Livestock Analysis (VIP) -- December 14, 2012

December 14, 2012 09:07 AM


Price action: December lean hog futures expired 12 1/2 cents lower at $82.00. Losses in the other contracts ranged from 17 1/2 cents to $1.00. For the week, lean hog futures posted strong gains as the market rebounded from recent, sharp losses.

5-day outlook: After trading steady to firmer today and given profitable packer margins, the cash hog market is expected to be firmer again early next week. That should provide futures with solid fundamental support. But the February contract takes over lead-month status at a nearly $3 premium to the cash market, which could encourage fresh selling. Plus, there's a head-and-shoulders formation on the daily chart, which suggests topping action.

30-day outlook: It's hard to get a good read on slaughter numbers or pork demand through the holidays due to disrupted schedules. As a result, it becomes easier for hog futures to lose their fundamental focus. That may be even more so the case this year with the fiscal cliff looming and given global economic uncertainties.

90-day outlook: Hog supplies will tighten with the start of the new year. While declines will be gradual at first, pork production will slide seasonally into mid-year, which is reflected with the premium spring and summer-month contracts hold to nearby futures. For the year, pork production is forecast to decline by 1.7% from this year.

Hedgers: Carry all risk in the cash market for now.

Feed needs: Carry all corn-for-feed and soybean meal risk in the cash market for now.




Price action: Live cattle futures were supported into the close by news cash cattle trade was picking up at prices $1 higher than last week after sales started yesterday at levels steady to 50-cents higher than last week. February live cattle ended the week $2.20 higher than last week's close to bump up against the top of the long-lasting choppy trading range.

5-day outlook: In order to build on this week's higher price performance, the boxed beef market must continue to strengthen. Beef prices were choppy this week, but movement was strong, which signals retailers are preparing for a round of post-holiday beef features. Traders will also be readying for the monthly Cattle on Feed Report to be released next Friday, which will remind traders of the tightening supply situation.

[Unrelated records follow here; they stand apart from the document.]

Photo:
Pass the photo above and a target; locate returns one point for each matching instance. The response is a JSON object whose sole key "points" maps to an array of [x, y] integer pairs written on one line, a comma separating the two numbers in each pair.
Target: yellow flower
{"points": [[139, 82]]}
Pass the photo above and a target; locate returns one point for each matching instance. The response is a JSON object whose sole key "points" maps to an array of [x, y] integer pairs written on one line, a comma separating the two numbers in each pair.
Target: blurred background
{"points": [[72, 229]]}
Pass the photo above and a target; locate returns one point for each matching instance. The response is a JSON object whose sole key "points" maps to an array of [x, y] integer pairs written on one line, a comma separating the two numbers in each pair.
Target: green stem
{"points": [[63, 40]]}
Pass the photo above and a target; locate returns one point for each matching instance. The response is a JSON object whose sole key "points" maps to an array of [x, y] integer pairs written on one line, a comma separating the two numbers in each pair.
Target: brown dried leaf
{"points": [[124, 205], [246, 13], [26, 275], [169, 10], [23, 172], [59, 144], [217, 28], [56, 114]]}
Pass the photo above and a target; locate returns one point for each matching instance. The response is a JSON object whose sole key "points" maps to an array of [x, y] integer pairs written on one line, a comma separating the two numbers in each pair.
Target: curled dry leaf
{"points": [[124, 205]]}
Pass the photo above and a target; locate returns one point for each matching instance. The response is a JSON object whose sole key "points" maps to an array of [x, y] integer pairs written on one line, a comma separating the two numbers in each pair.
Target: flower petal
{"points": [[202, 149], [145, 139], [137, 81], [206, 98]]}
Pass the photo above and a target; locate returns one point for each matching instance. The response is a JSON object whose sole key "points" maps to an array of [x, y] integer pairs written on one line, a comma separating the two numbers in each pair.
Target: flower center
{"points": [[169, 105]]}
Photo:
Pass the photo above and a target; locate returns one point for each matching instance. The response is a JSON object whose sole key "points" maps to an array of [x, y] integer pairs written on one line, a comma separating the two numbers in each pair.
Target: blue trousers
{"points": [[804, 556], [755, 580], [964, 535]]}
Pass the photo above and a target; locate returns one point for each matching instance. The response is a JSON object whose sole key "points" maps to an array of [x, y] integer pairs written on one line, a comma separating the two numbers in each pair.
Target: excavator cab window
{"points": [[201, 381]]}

30-day outlook: Year-to-date cattle slaughter is running 3.7% behind last year and total beef production is down 1.4% from last year due to higher carcass weights. USDA projects beef supplies in 2013 will tighten by nearly 5% compared to this year, which would push boxed beef and cash cattle prices to record highs.

90-day outlook: The 10-year cattle cycle is set to peak in 2013, but drought relief is needed to encourage producers to build herds. If the drought continues, more cows and heifers will enter the slaughter mix. Either way, prices are pointed higher in the year ahead.

Hedgers: Fed cattle producers should carry all risk in the cash market for now. Feeder cattle sellers and buyers should also carry all risk in the cash market for now.

Feed needs: Carry all corn-for-feed and soybean meal risk in the cash market for now.